My first thought: god damnit, shit, AHHHH, no, more dishes? Can I say no? Should I say no? No, no, I can't say no, that's not monk-like. But if I said yes, would I be saying yes because I genuinely want to help or because I don't want her to think I'm a spiritless asshole? What's worse, an honest no or a dishonest yes? I need to be my true authentic self, alright, I've got to set boundaries, I should say no. Whatever, your selfish, you hate dishes, The Myth of Sisyphus is stupid, washing dishes sucks, go hiking, life is short. It's SO NICE OUTSIDE. I'm trading songbirds and sunlight for oatmeal-crust and pan-clanging. Why me? Why now?

I finally spoke. "Yeah, no problem at all."

Of course, I had many problems, but I had to. To fully test-drive the monk life. Also, some solipsistic part of my brain told me it was a lesson. A divine test. Do you really believe this relaxed appreciation nonsense you keep talking about? All tasks are the same huh? Show me then.

"Washing dishes is the same as hiking. Washing dishes is the same as hiking. Play with it. Relaxed focus." I walked back to the kitchen repeating this mentally.I excavated a fork out of a pile of unidentifiable grime, tomato juice, and burnt rice, picked up my rusty glob of steel wool, and let go of my attachment to hiking. I forced a smile and got to work, watching the sun slowly leave without me.

With no other option, I put this idea to the test, and at the end of the shift, I felt... peaceful. Not ecstatic, but not at all sad about missing the opportunity to hike. Not upset about the extra work. Just calm. The same calm I feel at the end of a hike.

The People

"Uh, you come here often?" Terrible bar icebreaker, but great for ashrams.

I'd sit down with new people at lunch and within minutes be thrust into their alcoholic past or mid-life crisis or transcendental experiences. I'm an open book who loves open books, so this was perfect.

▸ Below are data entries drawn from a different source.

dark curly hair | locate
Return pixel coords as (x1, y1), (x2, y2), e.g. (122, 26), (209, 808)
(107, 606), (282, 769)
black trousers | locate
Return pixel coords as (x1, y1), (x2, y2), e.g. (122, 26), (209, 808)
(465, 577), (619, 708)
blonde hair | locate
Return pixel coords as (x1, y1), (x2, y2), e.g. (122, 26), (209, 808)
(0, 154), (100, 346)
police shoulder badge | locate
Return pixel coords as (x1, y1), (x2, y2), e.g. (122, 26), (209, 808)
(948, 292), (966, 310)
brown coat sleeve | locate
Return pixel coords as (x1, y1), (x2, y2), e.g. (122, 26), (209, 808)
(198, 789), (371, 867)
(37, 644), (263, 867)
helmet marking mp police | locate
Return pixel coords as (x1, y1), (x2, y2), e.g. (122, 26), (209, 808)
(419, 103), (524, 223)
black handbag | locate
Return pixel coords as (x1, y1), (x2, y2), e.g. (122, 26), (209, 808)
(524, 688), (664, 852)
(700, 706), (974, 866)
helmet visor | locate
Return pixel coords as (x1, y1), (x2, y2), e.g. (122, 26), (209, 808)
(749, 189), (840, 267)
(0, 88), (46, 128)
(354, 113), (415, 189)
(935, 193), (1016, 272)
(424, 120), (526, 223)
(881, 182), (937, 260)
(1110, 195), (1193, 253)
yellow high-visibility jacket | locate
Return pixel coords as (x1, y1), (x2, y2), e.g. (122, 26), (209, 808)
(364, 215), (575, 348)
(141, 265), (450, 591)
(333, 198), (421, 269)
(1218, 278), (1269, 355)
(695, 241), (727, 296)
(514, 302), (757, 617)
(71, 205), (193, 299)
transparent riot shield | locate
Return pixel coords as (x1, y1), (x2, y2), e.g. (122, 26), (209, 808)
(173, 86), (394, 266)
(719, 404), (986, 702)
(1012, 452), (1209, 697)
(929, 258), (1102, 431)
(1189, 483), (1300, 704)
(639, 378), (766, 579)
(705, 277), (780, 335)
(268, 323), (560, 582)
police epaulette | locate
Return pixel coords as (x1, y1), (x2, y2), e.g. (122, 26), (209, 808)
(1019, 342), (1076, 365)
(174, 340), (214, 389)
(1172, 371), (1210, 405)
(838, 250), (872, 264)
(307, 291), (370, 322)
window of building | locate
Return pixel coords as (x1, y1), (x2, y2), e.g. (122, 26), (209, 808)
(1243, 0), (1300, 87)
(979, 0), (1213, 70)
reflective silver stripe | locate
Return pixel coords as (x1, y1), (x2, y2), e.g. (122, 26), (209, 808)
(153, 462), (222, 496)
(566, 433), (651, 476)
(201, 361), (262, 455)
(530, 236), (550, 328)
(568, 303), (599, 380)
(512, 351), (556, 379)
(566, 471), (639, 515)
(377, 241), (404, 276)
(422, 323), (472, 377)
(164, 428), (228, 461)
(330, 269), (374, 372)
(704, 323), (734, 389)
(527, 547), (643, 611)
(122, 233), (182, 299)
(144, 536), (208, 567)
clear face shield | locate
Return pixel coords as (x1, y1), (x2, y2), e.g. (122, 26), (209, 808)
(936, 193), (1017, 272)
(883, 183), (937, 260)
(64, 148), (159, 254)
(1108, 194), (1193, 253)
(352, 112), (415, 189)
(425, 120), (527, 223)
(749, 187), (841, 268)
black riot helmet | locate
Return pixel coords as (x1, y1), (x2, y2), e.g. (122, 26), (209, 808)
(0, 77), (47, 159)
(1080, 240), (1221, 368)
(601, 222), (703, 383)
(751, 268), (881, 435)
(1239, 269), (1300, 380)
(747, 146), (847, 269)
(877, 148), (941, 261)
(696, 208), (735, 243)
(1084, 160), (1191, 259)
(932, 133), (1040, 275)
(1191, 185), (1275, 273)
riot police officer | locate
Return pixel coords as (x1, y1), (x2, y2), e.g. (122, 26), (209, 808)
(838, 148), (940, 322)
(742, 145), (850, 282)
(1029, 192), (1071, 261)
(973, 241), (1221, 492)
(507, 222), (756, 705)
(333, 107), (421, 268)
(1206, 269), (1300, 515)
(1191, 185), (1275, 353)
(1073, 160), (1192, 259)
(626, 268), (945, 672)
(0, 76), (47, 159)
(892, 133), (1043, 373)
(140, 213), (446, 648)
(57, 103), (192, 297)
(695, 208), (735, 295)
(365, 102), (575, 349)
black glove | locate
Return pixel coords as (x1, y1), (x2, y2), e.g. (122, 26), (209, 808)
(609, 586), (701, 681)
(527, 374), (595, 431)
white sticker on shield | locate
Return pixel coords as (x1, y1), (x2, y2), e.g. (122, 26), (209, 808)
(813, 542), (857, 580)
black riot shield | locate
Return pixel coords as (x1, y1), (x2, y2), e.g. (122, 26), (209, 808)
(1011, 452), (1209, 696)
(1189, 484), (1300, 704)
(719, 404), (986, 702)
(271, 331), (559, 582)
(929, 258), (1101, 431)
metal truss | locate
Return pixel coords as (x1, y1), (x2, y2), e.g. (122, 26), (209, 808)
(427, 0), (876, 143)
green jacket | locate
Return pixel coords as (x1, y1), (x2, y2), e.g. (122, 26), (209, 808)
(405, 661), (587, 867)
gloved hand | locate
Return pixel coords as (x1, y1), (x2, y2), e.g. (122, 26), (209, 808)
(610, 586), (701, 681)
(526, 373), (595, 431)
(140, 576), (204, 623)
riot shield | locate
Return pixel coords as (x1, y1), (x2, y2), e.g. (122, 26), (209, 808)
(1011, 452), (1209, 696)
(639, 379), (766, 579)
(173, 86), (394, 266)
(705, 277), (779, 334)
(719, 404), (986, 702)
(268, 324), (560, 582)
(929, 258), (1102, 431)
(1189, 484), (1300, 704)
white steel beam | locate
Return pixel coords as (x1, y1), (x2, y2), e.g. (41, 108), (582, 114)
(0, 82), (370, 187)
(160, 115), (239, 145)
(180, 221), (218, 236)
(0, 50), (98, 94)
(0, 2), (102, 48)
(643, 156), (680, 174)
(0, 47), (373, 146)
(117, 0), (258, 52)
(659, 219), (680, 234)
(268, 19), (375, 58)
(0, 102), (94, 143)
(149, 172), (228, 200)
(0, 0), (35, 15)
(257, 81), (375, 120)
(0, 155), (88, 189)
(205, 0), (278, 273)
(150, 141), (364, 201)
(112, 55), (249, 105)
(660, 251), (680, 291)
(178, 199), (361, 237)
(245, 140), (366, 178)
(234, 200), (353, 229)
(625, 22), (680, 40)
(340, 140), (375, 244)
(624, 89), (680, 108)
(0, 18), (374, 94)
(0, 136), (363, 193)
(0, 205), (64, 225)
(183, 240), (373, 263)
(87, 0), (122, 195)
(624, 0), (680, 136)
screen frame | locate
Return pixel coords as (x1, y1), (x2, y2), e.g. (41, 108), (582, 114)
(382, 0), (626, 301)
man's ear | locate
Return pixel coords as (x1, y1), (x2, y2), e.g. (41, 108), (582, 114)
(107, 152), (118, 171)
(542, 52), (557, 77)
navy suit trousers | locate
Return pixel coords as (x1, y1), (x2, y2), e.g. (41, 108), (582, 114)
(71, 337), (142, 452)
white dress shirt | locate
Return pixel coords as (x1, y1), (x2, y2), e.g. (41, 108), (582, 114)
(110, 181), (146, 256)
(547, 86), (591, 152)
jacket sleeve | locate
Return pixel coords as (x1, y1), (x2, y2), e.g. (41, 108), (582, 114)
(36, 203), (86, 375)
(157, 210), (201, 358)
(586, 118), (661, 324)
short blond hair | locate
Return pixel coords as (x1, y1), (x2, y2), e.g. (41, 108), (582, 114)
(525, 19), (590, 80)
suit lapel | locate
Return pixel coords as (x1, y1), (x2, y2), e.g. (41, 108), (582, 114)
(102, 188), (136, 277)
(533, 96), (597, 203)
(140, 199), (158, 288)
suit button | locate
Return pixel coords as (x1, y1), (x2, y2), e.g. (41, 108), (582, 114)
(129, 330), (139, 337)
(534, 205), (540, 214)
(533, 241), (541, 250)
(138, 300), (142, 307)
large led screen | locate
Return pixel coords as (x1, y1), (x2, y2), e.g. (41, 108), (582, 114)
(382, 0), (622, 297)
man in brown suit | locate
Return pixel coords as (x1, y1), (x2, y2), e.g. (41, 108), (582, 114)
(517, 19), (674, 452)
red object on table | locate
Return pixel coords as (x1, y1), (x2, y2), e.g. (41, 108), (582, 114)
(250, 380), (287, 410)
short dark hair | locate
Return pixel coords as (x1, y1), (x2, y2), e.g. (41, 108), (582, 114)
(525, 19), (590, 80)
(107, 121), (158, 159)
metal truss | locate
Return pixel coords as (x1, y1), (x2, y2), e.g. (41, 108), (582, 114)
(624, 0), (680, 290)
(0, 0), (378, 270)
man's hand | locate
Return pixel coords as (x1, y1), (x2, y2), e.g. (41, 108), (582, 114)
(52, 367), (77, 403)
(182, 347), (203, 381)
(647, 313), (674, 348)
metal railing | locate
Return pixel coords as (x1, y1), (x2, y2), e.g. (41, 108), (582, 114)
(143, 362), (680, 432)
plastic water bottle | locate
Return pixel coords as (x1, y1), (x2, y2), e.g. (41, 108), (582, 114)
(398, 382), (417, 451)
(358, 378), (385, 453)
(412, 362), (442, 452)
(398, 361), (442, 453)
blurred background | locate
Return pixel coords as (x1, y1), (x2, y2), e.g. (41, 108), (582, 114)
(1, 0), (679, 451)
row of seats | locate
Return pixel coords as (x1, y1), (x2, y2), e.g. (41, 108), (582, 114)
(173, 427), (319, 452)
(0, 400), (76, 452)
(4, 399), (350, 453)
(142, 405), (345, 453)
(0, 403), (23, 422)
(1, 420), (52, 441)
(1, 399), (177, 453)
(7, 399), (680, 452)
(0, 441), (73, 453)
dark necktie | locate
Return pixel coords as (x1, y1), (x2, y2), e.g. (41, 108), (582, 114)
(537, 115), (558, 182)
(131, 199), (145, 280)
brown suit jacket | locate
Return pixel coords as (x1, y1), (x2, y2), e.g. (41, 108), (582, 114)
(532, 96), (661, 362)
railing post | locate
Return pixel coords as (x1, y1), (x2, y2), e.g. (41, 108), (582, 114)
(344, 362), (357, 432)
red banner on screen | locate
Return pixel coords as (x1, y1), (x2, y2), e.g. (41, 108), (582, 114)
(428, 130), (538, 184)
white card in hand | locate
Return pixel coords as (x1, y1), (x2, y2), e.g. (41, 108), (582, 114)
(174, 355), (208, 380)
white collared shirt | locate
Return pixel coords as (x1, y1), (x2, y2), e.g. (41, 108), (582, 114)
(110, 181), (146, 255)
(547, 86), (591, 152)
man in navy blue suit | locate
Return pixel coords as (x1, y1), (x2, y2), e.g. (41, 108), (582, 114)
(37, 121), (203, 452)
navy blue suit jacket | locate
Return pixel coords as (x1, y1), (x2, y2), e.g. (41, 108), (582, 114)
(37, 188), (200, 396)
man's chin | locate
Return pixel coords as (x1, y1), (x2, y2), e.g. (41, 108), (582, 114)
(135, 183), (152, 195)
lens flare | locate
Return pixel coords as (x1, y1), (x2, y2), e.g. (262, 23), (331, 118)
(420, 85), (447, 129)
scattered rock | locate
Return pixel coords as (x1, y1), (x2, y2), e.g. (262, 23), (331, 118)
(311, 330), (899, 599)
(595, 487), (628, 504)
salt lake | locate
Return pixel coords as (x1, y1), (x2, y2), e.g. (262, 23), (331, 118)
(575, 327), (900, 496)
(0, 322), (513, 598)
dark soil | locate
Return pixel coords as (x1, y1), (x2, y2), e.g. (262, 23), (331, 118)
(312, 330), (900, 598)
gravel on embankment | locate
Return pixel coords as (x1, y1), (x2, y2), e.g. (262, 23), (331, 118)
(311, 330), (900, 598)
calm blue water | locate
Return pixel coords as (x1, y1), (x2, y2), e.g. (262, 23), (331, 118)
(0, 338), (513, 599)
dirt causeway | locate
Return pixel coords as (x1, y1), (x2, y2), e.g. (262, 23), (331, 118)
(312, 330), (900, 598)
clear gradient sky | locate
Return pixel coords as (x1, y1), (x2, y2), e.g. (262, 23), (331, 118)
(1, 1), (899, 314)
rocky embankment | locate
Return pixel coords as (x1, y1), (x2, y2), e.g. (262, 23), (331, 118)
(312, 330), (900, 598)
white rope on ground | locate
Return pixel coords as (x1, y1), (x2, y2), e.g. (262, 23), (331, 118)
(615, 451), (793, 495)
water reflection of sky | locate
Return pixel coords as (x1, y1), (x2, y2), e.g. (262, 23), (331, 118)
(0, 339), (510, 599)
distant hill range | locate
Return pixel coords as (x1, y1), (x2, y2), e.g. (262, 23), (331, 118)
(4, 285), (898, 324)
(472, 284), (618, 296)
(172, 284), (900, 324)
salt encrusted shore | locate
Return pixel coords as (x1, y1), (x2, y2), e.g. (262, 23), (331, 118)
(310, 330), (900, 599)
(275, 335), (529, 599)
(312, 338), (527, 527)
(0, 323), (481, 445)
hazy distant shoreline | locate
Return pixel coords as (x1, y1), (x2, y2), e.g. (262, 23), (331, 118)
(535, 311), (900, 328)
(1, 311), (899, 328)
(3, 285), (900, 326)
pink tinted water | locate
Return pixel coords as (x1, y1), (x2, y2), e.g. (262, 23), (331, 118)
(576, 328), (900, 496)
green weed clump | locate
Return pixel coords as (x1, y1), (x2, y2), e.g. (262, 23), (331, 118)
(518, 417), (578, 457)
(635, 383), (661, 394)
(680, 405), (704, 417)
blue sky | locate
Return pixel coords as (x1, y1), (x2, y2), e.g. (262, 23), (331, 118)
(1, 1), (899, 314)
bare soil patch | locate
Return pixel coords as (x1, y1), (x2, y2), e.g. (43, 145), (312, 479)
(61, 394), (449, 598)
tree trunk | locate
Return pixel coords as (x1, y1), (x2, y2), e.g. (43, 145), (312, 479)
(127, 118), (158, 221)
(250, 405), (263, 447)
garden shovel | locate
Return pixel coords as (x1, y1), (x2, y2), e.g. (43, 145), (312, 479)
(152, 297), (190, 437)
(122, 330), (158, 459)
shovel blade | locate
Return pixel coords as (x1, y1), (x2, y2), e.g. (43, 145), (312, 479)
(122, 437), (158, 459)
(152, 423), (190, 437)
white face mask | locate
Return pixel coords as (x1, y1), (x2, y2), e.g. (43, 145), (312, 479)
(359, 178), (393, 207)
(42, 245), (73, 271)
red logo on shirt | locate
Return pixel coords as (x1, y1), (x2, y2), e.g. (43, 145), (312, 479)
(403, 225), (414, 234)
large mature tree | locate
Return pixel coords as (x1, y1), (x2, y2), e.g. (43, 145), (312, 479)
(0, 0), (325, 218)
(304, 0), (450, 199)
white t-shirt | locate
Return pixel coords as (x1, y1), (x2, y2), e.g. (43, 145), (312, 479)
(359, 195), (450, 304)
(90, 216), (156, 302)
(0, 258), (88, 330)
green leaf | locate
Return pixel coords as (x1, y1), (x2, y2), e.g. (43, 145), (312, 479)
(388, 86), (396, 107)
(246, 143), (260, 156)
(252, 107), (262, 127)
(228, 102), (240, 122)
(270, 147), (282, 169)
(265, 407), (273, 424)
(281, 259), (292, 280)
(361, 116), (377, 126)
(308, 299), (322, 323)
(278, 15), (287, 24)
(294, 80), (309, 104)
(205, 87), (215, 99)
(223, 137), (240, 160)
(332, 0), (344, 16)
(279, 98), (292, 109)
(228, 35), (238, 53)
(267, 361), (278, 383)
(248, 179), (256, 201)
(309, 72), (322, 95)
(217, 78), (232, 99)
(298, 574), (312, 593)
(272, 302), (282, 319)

In the kitchen, I met a gray haired documentary trekker-filmmaker, who lugged his camera equipment through the Himalayas, now working on a movie about an Indian classical singer. I met an ex-graphics programmer turned "ethereal artist" who meditated throughout the night instead of sleeping. I met a few people that really seemed to treat all life as a moving meditation, bringing relaxed appreciation to all activities, whether it be yoga or brushing teeth-- and I learned both through the example they set and the stories they told.

Update from 2022

I returned to the ashram a few months later. I piling up my plate for dinner, burnt out from scrubbing, when one of the long-time employees looked at me and said 'are you feeling it?', a total non-sequiter. The next minute, I felt this beautiful sensation, like I was swimming through the world, so vivid and smooth. It was impossible not to smile, impossible not to be joyful, it was psychedelic, almost, I was pulled way out of my mind. I don't know what it was (the seLF? the sElf?), but in the three years since 2019, I've felt a similar experience a rare few times. Each was a result of Ramana Maharishi's Who Am I inquiry. Special place, special person, I truly believe it.